Welcome to the official repository of the PULSE paper: "Generative Phase Evolution for Non-Stationary Time Series Forecasting".

Updates

🚩 News (2026.05): PULSE has been accepted to ICML 2026, and the paper and code are currently available.


Overview

PULSE is a physics-informed framework for non-stationary time series forecasting. It shifts forecasting from passive historical fitting to generative phase evolution, enabling a lightweight backbone to model evolving temporal structures under distribution shifts.

Time series forecasting under non-stationarity requires models to capture stable temporal structures while adapting to future distribution shifts. Existing methods often rely on static assumptions, such as restoring future statistics from historical windows or directly copying historical periodic patterns.
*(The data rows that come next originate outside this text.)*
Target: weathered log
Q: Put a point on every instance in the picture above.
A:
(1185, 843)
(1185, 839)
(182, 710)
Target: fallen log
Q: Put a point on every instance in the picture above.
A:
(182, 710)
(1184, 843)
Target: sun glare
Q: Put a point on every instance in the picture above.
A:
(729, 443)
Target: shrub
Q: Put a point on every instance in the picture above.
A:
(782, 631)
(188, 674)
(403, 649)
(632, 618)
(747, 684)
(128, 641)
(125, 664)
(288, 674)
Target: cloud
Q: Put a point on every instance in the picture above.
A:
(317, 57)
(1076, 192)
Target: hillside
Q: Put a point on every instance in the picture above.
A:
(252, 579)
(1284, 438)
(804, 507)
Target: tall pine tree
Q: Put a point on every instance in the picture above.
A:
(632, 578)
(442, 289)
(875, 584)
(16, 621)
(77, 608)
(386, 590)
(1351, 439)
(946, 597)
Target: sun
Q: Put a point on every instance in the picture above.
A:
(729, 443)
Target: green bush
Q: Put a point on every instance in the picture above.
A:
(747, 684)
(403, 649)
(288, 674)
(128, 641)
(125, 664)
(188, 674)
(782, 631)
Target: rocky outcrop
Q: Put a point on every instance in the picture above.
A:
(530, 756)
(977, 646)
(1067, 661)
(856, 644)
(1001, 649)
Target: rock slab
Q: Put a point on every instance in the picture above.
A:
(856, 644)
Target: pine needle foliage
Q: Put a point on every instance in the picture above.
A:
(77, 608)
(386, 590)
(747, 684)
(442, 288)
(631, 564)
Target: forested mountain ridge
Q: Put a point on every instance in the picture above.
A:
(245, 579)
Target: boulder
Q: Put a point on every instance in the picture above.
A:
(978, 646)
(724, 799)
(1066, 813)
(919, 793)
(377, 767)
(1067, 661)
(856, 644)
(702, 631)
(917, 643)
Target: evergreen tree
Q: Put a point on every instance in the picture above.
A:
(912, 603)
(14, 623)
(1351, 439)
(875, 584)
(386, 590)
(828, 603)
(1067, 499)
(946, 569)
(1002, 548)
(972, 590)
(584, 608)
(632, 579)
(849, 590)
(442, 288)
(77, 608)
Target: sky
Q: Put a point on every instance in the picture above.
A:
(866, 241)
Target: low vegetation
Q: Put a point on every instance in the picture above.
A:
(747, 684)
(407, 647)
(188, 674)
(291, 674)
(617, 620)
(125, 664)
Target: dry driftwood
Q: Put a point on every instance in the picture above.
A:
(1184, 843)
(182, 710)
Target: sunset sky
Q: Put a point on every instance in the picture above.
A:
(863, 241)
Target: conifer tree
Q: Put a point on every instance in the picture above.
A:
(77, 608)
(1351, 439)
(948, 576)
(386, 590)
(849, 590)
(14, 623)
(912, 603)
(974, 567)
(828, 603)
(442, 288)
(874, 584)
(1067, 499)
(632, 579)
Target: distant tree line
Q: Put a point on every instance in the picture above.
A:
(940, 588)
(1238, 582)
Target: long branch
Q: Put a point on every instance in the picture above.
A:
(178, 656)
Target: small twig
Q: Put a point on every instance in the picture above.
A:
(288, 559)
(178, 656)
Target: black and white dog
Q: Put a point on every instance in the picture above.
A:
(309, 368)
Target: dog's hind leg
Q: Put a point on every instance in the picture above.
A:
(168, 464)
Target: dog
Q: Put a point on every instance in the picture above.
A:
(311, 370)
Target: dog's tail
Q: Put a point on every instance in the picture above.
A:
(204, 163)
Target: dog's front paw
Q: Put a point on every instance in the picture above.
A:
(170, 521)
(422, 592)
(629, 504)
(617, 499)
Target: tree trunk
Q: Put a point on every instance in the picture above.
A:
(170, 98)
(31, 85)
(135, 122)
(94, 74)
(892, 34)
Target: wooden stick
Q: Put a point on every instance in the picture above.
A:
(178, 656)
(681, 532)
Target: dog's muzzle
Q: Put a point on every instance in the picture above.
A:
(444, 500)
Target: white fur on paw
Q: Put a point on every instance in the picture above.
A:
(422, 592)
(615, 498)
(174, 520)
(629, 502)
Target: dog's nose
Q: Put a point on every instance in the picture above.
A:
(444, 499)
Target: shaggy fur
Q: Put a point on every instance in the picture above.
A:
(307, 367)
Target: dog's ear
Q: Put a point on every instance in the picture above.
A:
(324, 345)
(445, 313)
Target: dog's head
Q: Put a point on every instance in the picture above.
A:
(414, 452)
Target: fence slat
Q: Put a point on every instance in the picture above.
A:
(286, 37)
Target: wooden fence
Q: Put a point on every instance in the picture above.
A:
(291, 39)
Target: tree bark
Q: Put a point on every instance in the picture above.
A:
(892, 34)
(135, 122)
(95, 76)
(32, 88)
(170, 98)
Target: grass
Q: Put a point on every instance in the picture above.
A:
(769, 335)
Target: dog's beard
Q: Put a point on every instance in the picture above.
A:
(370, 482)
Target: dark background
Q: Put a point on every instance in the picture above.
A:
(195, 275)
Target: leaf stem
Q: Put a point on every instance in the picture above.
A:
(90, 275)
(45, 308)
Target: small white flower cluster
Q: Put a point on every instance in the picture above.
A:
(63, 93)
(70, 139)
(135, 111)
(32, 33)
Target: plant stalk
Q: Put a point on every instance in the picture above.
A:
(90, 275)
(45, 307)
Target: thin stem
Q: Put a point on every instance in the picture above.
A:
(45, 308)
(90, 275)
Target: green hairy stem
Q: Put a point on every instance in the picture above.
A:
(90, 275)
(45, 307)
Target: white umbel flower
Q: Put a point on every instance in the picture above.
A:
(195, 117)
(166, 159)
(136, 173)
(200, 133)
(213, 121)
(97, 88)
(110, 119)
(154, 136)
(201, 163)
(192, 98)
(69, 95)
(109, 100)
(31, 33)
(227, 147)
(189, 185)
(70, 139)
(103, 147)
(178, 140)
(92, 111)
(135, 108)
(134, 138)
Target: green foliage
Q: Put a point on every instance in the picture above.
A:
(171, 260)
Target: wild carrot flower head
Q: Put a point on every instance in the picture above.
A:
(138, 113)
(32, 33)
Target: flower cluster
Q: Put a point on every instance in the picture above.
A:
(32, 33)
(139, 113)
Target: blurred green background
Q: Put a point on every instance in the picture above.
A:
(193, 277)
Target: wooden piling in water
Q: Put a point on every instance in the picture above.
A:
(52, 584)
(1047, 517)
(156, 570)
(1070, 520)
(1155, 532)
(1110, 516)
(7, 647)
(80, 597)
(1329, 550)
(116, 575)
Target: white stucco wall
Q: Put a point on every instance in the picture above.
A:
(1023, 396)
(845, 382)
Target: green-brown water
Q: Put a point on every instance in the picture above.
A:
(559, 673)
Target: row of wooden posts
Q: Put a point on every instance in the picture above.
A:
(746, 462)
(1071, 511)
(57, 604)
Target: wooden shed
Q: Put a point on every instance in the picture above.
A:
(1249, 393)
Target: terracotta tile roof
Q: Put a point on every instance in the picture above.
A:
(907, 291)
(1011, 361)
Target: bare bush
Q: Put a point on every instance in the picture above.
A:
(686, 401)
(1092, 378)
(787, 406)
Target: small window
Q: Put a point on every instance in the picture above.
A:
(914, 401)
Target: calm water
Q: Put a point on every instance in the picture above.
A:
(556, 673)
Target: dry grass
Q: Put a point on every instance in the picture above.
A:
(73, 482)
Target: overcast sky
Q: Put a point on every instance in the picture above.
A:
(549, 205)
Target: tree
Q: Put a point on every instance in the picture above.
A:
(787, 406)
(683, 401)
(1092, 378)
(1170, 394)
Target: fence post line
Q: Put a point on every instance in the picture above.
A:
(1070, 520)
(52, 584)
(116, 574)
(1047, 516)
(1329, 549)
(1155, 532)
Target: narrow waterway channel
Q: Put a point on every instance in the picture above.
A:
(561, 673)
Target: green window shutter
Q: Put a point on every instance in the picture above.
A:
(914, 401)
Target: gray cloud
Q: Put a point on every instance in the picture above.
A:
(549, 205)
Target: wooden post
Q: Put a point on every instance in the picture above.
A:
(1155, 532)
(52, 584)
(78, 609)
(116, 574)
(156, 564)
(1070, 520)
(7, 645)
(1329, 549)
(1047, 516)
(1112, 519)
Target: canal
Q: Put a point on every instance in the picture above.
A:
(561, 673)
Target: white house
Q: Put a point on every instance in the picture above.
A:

These assumptions may cause Phase Amnesia, where models lose awareness of the evolving global temporal context.

PULSE follows a simple design philosophy:

Disentangle → Evolve → Simulate

It contains three key components:

  • Phase-Anchored Disentanglement: separates deterministic phase structures from stochastic residual fluctuations.
  • Generative Phase Router: generates future phase trajectories instead of rigidly copying historical patterns.
  • Statistic-Aware Mixup: simulates residual distribution shifts while avoiding artificial scale collapse.

Framework

Given a historical sequence, PULSE first constructs a deterministic phase anchor and extracts the residual component:

Historical Input = Phase Anchor + Residual

Unlike standard normalization methods that normalize the raw sequence directly, PULSE normalizes only the stochastic residual while preserving the deterministic phase anchor. The Phase Router then evolves the historical phase anchor into a future-oriented phase anchor, which is injected back during denormalization to reconstruct the final prediction.


Main Results

PULSE is evaluated on 12 real-world multivariate time series forecasting datasets, covering both long-term and short-term forecasting scenarios.

MSE:   10 / 12 first-place results
MAE:    8 / 12 first-place results
Total: 18 / 24 first-place entries


Plug-and-Play Capability

PULSE can also be used as a plug-and-play enhancement module for existing forecasting backbones, including DLinear, PatchTST, TimesNet, and iTransformer.


Ablation Study

The ablation results validate the contribution of each component. Removing the Phase Anchor causes the largest degradation, while removing the Phase Router or Statistic-Aware Mixup also weakens forecasting performance and robustness.


Phase Evolution Visualization

PULSE does not simply copy historical patterns. Instead, it learns future-oriented phase evolution and maps similar historical anchors to different future phase trajectories when their future dynamics diverge.


Accuracy--Efficiency Trade-Off

Besides forecasting accuracy, we report actual inference latency and peak GPU memory usage. PULSE improves forecasting accuracy with modest runtime and memory overhead, making it a practical plug-and-play module.


Requirements

Create the environment with Conda:

conda create -n PULSE python=3.8
conda activate PULSE
pip install -r requirements.txt

Main dependencies:

numpy
matplotlib
pandas
scikit-learn
torch

Data Preparation

All datasets used in the experiments can be downloaded from:

https://drive.usercontent.google.com/download?id=1l51QsKvQPcqILT3DwfjCgx8Dsg2rpjot&export=download&authuser=0

These datasets are provided by the official iTransformer repository.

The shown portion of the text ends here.